La Gauche et la Fuite devant l’Histoire : L’Abandon de Samuel Paty

Depuis des années, le débat autour du professeur Samuel Paty demeure en suspens dans un silence qui n’est pas celui d’un respect pour l’historique. Un film récent, « L’Abandon », réalisé par Vincent Garenq, traite avec une précision inhabituelle des derniers jours de Paty avant son assassinat. Ce réalisateur, connu pour ses enquêtes sur des affaires complexes liées à la corruption et au terrorisme, a choisi de dévoiler les mécanismes qui ont conduit à ce drame.

Les forces politiques de gauche, habituellement en désaccord, se rassemblent autour d’une même idée : l’interdiction de parler ouvertement de cette affaire. Leur réaction est une tentative pour éviter toute confrontation avec les racines islamistes de l’attentat, tout en affirmant que ce film menace la sécurité sociale.

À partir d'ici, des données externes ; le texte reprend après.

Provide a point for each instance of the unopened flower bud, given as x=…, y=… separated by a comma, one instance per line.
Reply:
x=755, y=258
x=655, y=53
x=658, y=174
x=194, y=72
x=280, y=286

Cette position, bien qu’apparemment défensive, s’avère un signe d’échec dans la capacité à aborder les vérités qui marquent le pays.

Lorsque les médias et les intellectuels de gauche refusent de reconnaître l’ampleur du problème, ils ne font que se concentrer sur des détails sans porter attention aux causes profondes. En cherchant à minimiser la dimension extrémiste de l’attentat, ces groupes s’exposent à une menace plus grave : celle d’un pays qui oublie ses erreurs et qui perd progressivement sa mémoire historique.

Il est temps de rompre ce cycle de silence. La vraie réflexion ne peut se faire que lorsque les décisions politiques reconnaissent la réalité des événements passés, sans chercher à les effacer pour préserver une image idéalisée.